Deduplicating Btrfs

1. Intro

BTRFS supports deduplication. According to the BTRFS docs:

Deduplication is the process of looking up identical data blocks tracked separately and creating a shared logical link while removing one of the copies of the data blocks. This leads to data space savings while it increases metadata consumption.

BTRFS provides the basic building blocks for deduplication allowing other tools to choose the strategy and scope of the deduplication.

So, to take advantage of deduplication in BTRFS, we have to use one of these deduplication tools.

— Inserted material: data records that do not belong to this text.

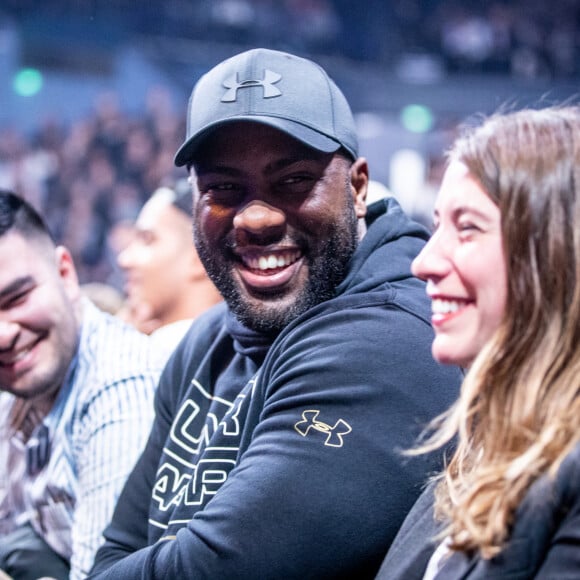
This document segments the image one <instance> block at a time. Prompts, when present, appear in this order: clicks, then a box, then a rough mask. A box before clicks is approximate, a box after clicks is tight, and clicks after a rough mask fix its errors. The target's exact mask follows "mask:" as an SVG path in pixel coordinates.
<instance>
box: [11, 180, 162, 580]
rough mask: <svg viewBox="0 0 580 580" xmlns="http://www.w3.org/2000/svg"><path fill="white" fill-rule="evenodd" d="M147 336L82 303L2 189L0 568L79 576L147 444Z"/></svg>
mask: <svg viewBox="0 0 580 580" xmlns="http://www.w3.org/2000/svg"><path fill="white" fill-rule="evenodd" d="M149 356H150V352H149V344H148V338H147V337H146V336H145V335H142V334H141V333H138V332H137V331H136V330H134V329H133V328H131V327H130V326H128V325H125V324H123V323H121V322H120V321H119V320H118V319H116V318H114V317H112V316H110V315H107V314H105V313H103V312H101V311H100V310H98V309H97V308H96V307H95V306H93V305H92V304H91V303H90V301H89V300H88V299H87V298H82V293H81V290H80V289H79V283H78V280H77V275H76V271H75V267H74V264H73V261H72V258H71V255H70V253H69V252H68V250H67V249H66V248H64V247H63V246H57V245H56V244H55V242H54V240H53V239H52V237H51V234H50V232H49V231H48V229H47V228H46V226H45V224H44V222H43V220H42V218H41V217H40V216H39V215H38V213H37V212H36V211H35V210H34V209H33V207H32V206H30V205H29V204H28V203H27V202H26V201H24V200H23V199H21V198H20V197H18V196H16V195H14V194H13V193H11V192H8V191H0V569H1V570H3V571H4V572H6V573H8V574H9V575H10V576H12V577H14V578H22V579H27V578H30V579H36V578H39V577H41V576H50V577H53V578H58V579H60V578H69V572H70V577H71V578H80V577H84V576H85V575H86V574H87V573H88V571H89V569H90V567H91V566H92V563H93V558H94V555H95V552H96V551H97V548H98V546H99V545H100V543H101V542H102V535H101V534H102V531H103V528H104V527H105V525H106V523H107V522H108V520H109V519H110V516H111V514H112V511H113V508H114V505H115V501H116V499H117V497H118V495H119V493H120V491H121V488H122V486H123V483H124V481H125V478H126V476H127V475H128V473H129V472H130V470H131V468H132V466H133V464H134V462H135V460H136V459H137V457H138V454H139V452H140V450H141V448H142V447H143V445H144V443H145V438H146V436H147V434H148V432H149V429H150V426H151V421H152V419H153V393H154V388H155V386H156V383H157V380H158V378H159V374H160V371H159V369H158V368H156V366H154V365H152V364H150V363H149Z"/></svg>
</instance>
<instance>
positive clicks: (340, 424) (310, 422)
mask: <svg viewBox="0 0 580 580" xmlns="http://www.w3.org/2000/svg"><path fill="white" fill-rule="evenodd" d="M319 414H320V411H316V410H314V409H309V410H307V411H304V412H303V413H302V420H301V421H298V423H296V425H294V429H296V431H297V432H298V433H300V435H302V437H306V435H308V433H309V431H310V430H311V429H314V430H315V431H318V432H319V433H324V434H325V435H326V441H325V442H324V444H325V445H326V446H328V447H342V446H343V444H344V441H343V437H344V436H345V435H347V434H348V433H350V432H351V431H352V427H351V426H350V425H349V424H348V423H347V422H346V421H344V420H343V419H339V420H338V421H337V422H336V423H335V424H334V425H333V426H331V425H329V424H328V423H323V422H322V421H319V420H318V415H319Z"/></svg>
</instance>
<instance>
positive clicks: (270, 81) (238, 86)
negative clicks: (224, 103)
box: [221, 69, 282, 103]
mask: <svg viewBox="0 0 580 580" xmlns="http://www.w3.org/2000/svg"><path fill="white" fill-rule="evenodd" d="M281 78H282V75H280V74H278V73H275V72H274V71H271V70H268V69H265V70H264V78H263V79H261V80H257V79H249V80H245V81H242V82H239V80H238V73H236V74H233V75H232V76H230V77H228V78H227V79H226V80H225V81H224V82H223V83H222V84H223V86H224V87H226V89H229V90H228V91H226V93H225V94H224V96H223V97H222V98H221V102H222V103H233V102H234V101H235V100H236V99H237V97H238V89H246V88H250V87H262V88H263V89H264V94H263V97H264V98H265V99H270V98H272V97H279V96H280V95H281V94H282V91H280V89H279V88H278V87H275V86H274V83H277V82H278V81H279V80H280V79H281Z"/></svg>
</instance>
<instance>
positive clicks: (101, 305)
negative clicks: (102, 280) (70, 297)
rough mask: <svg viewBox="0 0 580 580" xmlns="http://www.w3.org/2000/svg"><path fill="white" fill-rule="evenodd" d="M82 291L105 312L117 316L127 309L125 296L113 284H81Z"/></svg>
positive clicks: (119, 290)
mask: <svg viewBox="0 0 580 580" xmlns="http://www.w3.org/2000/svg"><path fill="white" fill-rule="evenodd" d="M81 291H82V293H83V294H84V295H85V296H86V297H87V298H88V299H89V300H90V301H91V302H92V303H93V304H94V305H95V306H96V307H97V308H99V309H100V310H102V311H103V312H108V313H109V314H113V315H115V316H116V315H117V314H120V313H121V312H122V311H123V309H124V308H125V296H124V295H123V293H122V292H121V291H120V290H118V289H117V288H115V286H113V285H112V284H106V283H104V282H85V283H84V284H81Z"/></svg>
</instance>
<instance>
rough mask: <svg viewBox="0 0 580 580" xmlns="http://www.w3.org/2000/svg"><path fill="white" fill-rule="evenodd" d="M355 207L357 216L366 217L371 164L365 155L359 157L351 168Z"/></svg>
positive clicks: (359, 217) (350, 177) (358, 216)
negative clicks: (370, 167)
mask: <svg viewBox="0 0 580 580" xmlns="http://www.w3.org/2000/svg"><path fill="white" fill-rule="evenodd" d="M350 182H351V185H352V192H353V200H354V209H355V212H356V217H357V218H364V217H365V215H366V213H367V204H366V199H367V189H368V184H369V166H368V163H367V160H366V159H365V158H364V157H359V158H358V159H357V160H356V161H355V162H354V163H353V164H352V165H351V168H350Z"/></svg>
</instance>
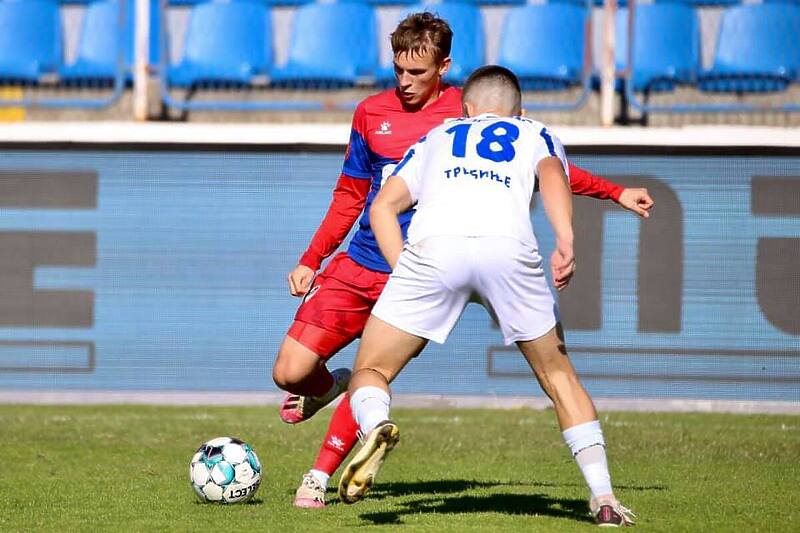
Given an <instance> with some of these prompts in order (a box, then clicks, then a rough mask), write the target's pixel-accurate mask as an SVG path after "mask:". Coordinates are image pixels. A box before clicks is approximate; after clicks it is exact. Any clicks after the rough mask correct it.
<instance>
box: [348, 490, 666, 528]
mask: <svg viewBox="0 0 800 533" xmlns="http://www.w3.org/2000/svg"><path fill="white" fill-rule="evenodd" d="M494 487H551V488H555V487H585V485H583V484H580V483H554V482H532V483H525V482H521V481H479V480H468V479H440V480H425V481H416V482H405V481H402V482H387V483H380V484H378V485H376V486H375V487H373V488H372V490H370V492H369V495H368V496H367V498H368V499H372V500H380V499H385V498H391V497H402V496H419V498H417V499H414V500H411V501H403V502H398V507H399V509H398V510H396V511H384V512H376V513H364V514H362V515H360V516H361V518H362V519H363V520H366V521H368V522H372V523H373V524H380V525H385V524H402V523H403V521H402V519H401V517H403V516H405V515H415V514H420V513H437V514H447V513H450V514H464V513H503V514H507V515H518V516H519V515H529V516H551V517H554V518H566V519H569V520H575V521H576V522H586V523H594V521H593V520H592V518H591V517H590V515H589V509H588V505H587V503H588V502H587V501H586V500H584V499H575V498H554V497H550V496H546V495H544V494H518V493H517V494H515V493H500V494H490V495H485V496H484V495H481V496H474V495H456V494H457V493H461V492H464V491H468V490H472V489H491V488H494ZM618 488H619V489H622V490H629V491H651V490H657V491H661V490H667V487H666V486H664V485H652V486H641V485H624V486H622V485H621V486H619V487H618Z"/></svg>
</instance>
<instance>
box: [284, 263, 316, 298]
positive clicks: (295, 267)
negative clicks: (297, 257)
mask: <svg viewBox="0 0 800 533" xmlns="http://www.w3.org/2000/svg"><path fill="white" fill-rule="evenodd" d="M313 279H314V271H313V270H311V269H310V268H308V267H307V266H305V265H297V266H296V267H294V270H292V271H291V272H289V278H288V280H289V293H291V295H292V296H304V295H305V294H306V293H307V292H308V289H310V288H311V281H312V280H313Z"/></svg>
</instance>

We will use BEES (Best-Effort Extent-Same). It is a block-oriented userspace deduplication agent designed for large btrfs filesystems.

2. Installation

In a Debian 12 server we have to build it from the source:

cd ~
git clone https://github.com/Zygo/bees
cd bees/
apt install -y build-essential btrfs-progs markdown
make
make install
which beesd
apt install -y uuid-runtime    # it installs 'uuidparse'

3. Configuration

For more details look at this page.

First we need to find out the UUIDs of the filesystems we want to run Bees on:

btrfs filesystem show

Then we should create a config file for each filesystem, like this:

cat <<EOF > /etc/bees/disk1.conf
UUID=91f2d0de-6678-4e89-9b0d-9ab8bdc724f2
OPTIONS="-P -v 6"
DB_SIZE=$((256*1024*1024))
EOF

The sample config file /etc/bees/beesd.conf.sample has also some comments with some explanations.

4. Running

We want to run Bees as a service (one for each filesystem):

cp ~/bees/scripts/beesd@.service /lib/systemd/system/

systemctl enable --now beesd@fe0a1142-51ab-4181-b635-adbf9f4ea6e6.service
systemctl enable --now beesd@91f2d0de-6678-4e89-9b0d-9ab8bdc724f2.service

systemctl status 'bees*'

After it has been running for some time (maybe a few hours or more), we will notice that the amount of the used disk space is decreased:

btrfs filesystem show

The command top will also show that bees is working intensively.

Because I use LXD containers, mostly with the same operating system, and also use Docker (on the host and on the containers), there is a lot of opportunity for deduplication. I have noticed a great decrease in the used disk space, about 20-25% of the original disk space. For example, if there were 400GB of the disk used, after deduplication it went down to 100GB.